*José Álvaro de Lima Cardoso
O
Comitê de Oxford de Combate à Fome (Ofxam, na sigla em inglês) publicou neste
mês de janeiro, um informe sobre a desigualdade no mundo (Uma economia a serviço de 1%). Os dados que tratam do assunto são
impressionantes. O Informe mostra que a distância entre ricos e pobres vem
aumentando no mundo e o 1% mais rico detêm mais riqueza que os 99%
restantes. Segundo os dados:
•Em 2015,
somente 62 pessoas tinham mais riqueza que 3,6 bilhões de pessoas, a metade
mais pobre da humanidade. Em 2010 eram 388 pessoas que detinham tal riqueza.
• A
riqueza retida pelas 62 pessoas mais ricas do mundo cresceu 44% em cinco anos,
em US$ 542 milhões desde 2010, chegando a 1,7 trilhão de dólares.
• No
outro extremo, a riqueza nas mãos de metade mais pobre da população se reduziu,
no período em tela, em mais de um trilhão de dólares, queda de 41%.
• Desde o
início deste século, a metade mais pobre da população mundial se apropriou de
1% do incremento da riqueza mundial total, enquanto que 50% dessa nova riqueza
criada foi parar nos bolsos do 1% mais rico.
• A renda
média anual dos 10% mais pobres da população mundial, onde se concentram a fome
e a exclusão social, aumentou menos de três dólares
por ano em quase um quarto de século.
Como observa
o documento da Oxfam a crescente desigualdade econômica afeta toda a sociedade,
enfraquecendo o desenvolvimento e a coesão social. Mas é a população mais pobre
que sofre as piores consequências da desigualdade. O sistema econômico foi
estruturado para favorecer quem já dispõe de altos rendimentos, especialmente
nestes tempo de financeirização da economia. Exemplo disto, são os chamados
paraísos fiscais e toda uma indústria de gestores de grandes patrimônios, que
tratam de garantir que essa renda fique ainda mais concentrada, enriquecendo
ainda mais os seus detentores. Segundo o Oxfam, baseado em estimativa recente, os
paraísos fiscais detêm no momento US$ 7,6 trilhões, correspondentes ao PIB do
Reino Unido e da Alemanha, somados.
O estudo mostra que,
enquanto os salários da maioria dos trabalhadores em todo o mundo estagnaram,
os rendimentos dos altos executivos das empresas dispararam. O sistema
econômico mundial é inteiro estruturado para defender os interesses dos
poderosos. É o chamado “fundamentalismo de mercado”, que legitima a visão de
que para haver crescimento econômico é necessário cobrar baixos impostos de
empresas e ricos, o que, segundo essa visão, de algum modo acabaria por
beneficiar toda a sociedade. Para esse tipo de perspectiva vale qualquer coisa
para pagar menos impostos: elisão fiscal (neste mecanismo, diferentemente da
evasão fiscal, através de subterfúgios evita-se o fato gerador do imposto, o
que implica em pagar menos impostos de forma legal), evasão fiscal, sonegação
fiscal, etc. Se os que estão no topo tiverem rendas elevadas, como registrado
anteriormente, segundo essa concepção, por gravidade, toda a pirâmide social se
beneficiaria.
O Oxfam registra que os problemas de
elisão e sonegação vêm se agravando rapidamente no mundo, e os impostos que não
são arrecadados em decorrência destes mecanismos, se traduzem em cortes de
serviços públicos essenciais nas áreas da saúde, educação, saneamento básico,
etc. O Boletim da organização coloca como um problema também a dependência crescente
dos governos no mundo de impostos indiretos, que afetam desproporcionalmente
mais os setores mais pobres da população (é o caso do Brasil, onde o grosso da
arrecadação de impostos se dá de forma indireta).
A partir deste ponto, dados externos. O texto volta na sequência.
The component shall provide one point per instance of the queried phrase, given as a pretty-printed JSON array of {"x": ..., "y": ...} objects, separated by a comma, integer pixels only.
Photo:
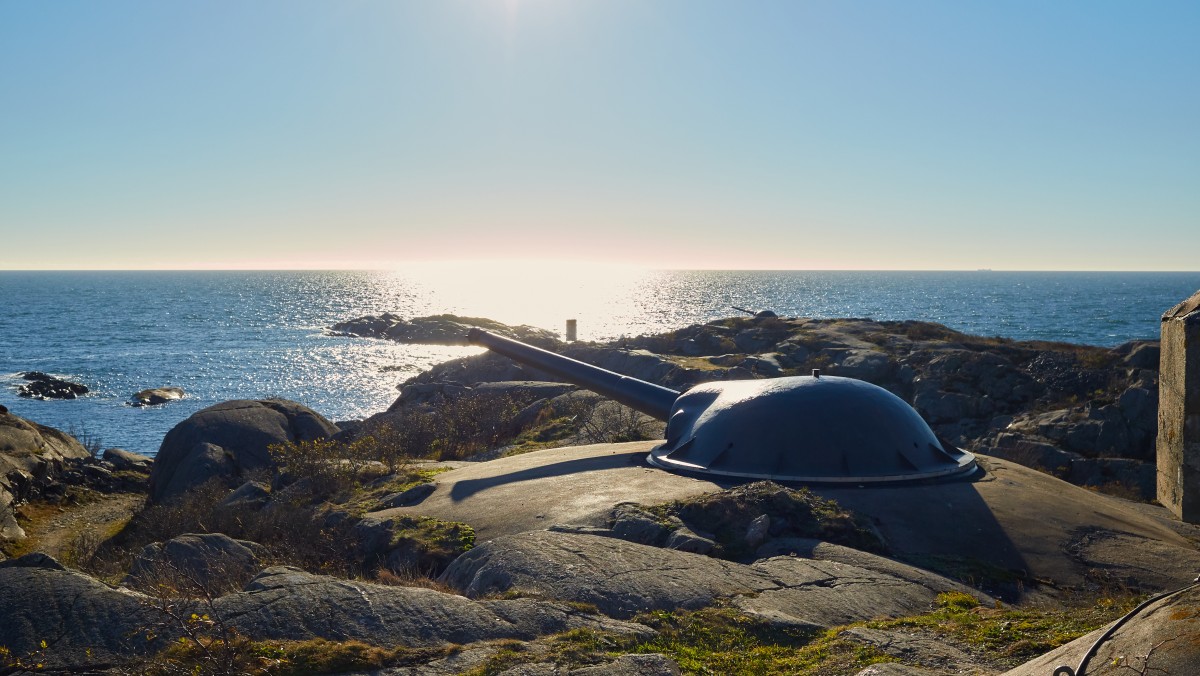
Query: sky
[{"x": 665, "y": 133}]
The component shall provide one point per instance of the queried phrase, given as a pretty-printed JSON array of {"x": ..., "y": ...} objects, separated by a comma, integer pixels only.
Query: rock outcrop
[
  {"x": 199, "y": 561},
  {"x": 83, "y": 622},
  {"x": 288, "y": 603},
  {"x": 623, "y": 579},
  {"x": 31, "y": 458},
  {"x": 1162, "y": 638},
  {"x": 227, "y": 440},
  {"x": 87, "y": 623}
]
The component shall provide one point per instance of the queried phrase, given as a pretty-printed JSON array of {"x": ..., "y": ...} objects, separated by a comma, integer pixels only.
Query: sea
[{"x": 223, "y": 335}]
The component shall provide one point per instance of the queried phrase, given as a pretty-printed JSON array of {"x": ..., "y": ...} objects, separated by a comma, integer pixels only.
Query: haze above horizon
[{"x": 696, "y": 135}]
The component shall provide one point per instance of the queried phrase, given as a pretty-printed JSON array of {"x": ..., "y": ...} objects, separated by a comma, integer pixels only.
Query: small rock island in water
[{"x": 495, "y": 520}]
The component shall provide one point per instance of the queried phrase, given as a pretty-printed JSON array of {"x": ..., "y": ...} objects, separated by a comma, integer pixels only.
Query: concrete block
[{"x": 1179, "y": 411}]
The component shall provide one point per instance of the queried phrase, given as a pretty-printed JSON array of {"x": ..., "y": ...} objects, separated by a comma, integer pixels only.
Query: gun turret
[
  {"x": 648, "y": 398},
  {"x": 811, "y": 429}
]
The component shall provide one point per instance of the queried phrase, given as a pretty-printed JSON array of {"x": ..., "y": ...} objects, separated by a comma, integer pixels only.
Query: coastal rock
[
  {"x": 1158, "y": 639},
  {"x": 197, "y": 562},
  {"x": 288, "y": 604},
  {"x": 31, "y": 459},
  {"x": 83, "y": 622},
  {"x": 438, "y": 329},
  {"x": 157, "y": 395},
  {"x": 623, "y": 578},
  {"x": 228, "y": 440},
  {"x": 43, "y": 386}
]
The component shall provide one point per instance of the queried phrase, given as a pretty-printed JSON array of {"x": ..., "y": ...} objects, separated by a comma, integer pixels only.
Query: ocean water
[{"x": 257, "y": 334}]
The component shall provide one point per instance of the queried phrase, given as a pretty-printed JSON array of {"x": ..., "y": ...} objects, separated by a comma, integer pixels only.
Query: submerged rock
[
  {"x": 157, "y": 395},
  {"x": 42, "y": 386}
]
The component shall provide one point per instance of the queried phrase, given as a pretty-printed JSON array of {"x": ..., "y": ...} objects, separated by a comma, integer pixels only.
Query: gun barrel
[{"x": 648, "y": 398}]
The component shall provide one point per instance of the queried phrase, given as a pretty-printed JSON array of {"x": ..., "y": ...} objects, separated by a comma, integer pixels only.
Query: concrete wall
[{"x": 1179, "y": 411}]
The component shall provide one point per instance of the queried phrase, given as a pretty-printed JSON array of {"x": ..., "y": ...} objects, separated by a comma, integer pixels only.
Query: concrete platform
[{"x": 1013, "y": 519}]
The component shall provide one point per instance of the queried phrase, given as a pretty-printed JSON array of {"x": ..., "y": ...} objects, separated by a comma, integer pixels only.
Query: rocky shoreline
[{"x": 275, "y": 540}]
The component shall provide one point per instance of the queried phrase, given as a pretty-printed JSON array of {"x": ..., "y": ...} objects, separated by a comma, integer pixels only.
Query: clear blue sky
[{"x": 684, "y": 133}]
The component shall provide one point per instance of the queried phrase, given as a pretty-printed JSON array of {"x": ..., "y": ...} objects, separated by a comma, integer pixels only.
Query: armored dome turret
[{"x": 809, "y": 429}]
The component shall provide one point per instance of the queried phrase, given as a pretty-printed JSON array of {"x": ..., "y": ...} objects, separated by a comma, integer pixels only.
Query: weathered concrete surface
[
  {"x": 1013, "y": 519},
  {"x": 1029, "y": 522},
  {"x": 623, "y": 578},
  {"x": 575, "y": 485},
  {"x": 1164, "y": 638},
  {"x": 1179, "y": 411}
]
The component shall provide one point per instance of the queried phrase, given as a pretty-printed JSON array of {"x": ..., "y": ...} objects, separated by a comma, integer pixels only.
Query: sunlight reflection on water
[{"x": 249, "y": 335}]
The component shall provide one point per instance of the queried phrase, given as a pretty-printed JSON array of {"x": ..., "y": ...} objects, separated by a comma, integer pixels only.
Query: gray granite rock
[
  {"x": 227, "y": 440},
  {"x": 208, "y": 562},
  {"x": 623, "y": 578},
  {"x": 289, "y": 604}
]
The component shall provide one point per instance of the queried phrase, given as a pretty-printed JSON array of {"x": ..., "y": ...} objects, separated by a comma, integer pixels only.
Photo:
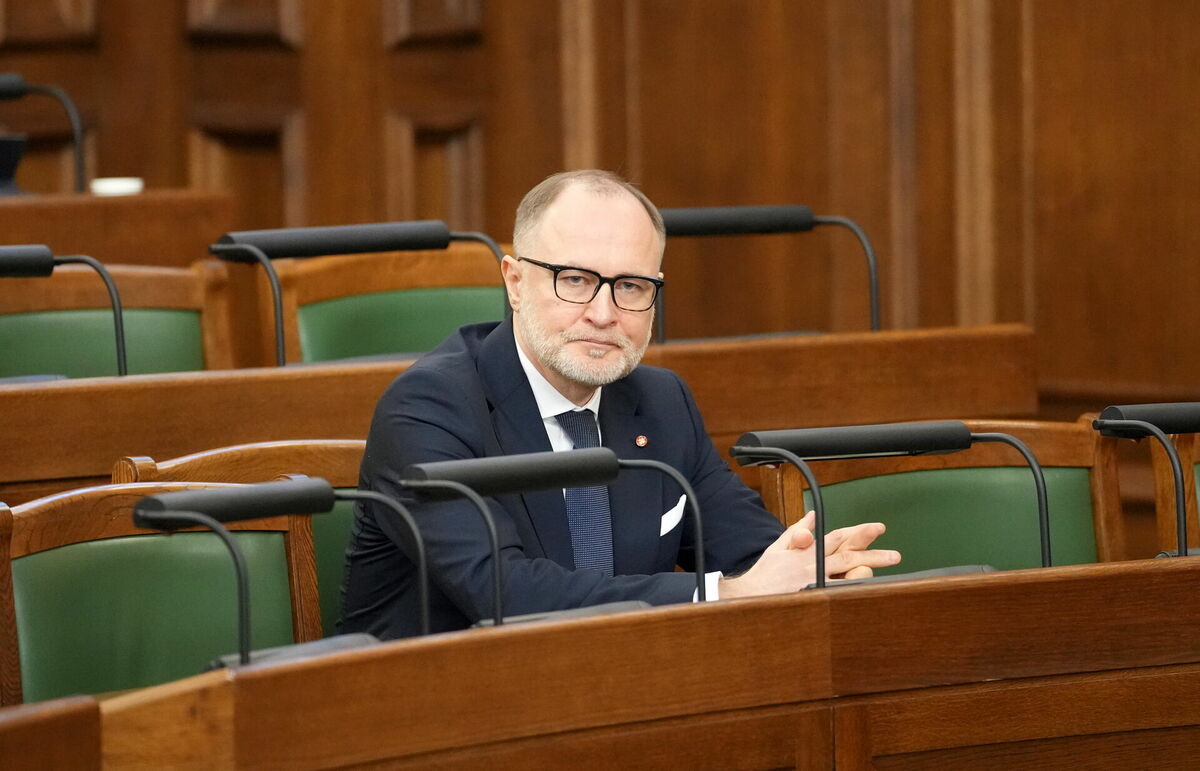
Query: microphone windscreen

O estudo constata que o setor
financeiro é o que mais tem crescido e o que mais tem gerado milionários no
mundo, nos últimos anos. O Brasil, um campeão da desigualdade (apesar das
melhorias na última década) poderia servir de ilustração para as mazelas de
vários setores relatadas no Boletim. Todavia, no que se refere às
desigualdades, talvez nenhum exemplo seja tão adequado quanto a caracterização do
setor financeiro no País, principal beneficiário da dívida pública. No Brasil,
enquanto não se resolver o problema da dívida pública, que transfere recursos
fundamentais da sociedade para um grupo restrito de privilegiados, não obteremos
verdadeiros avanços na distribuição de renda. Ao invés de se financiar serviços
públicos essenciais como o de saúde ou educação, ou investir no combate à
pobreza, bilhões de reais são destinados a pagar os serviços da dívida,
servindo uma minoria parasitária, que não produz nada de útil para a sociedade.
Em 2015 os gastos com a dívida pública alcançaram cerca de R$ 500 bilhões,
valor próximo a 9% do PIB. Isso equivale a mais de 17 vezes o que se investe no
Bolsa Família, Programa que tira 50 milhões de brasileira da fome.
*Economista
e supervisor técnico do Dieese em Santa Catarina.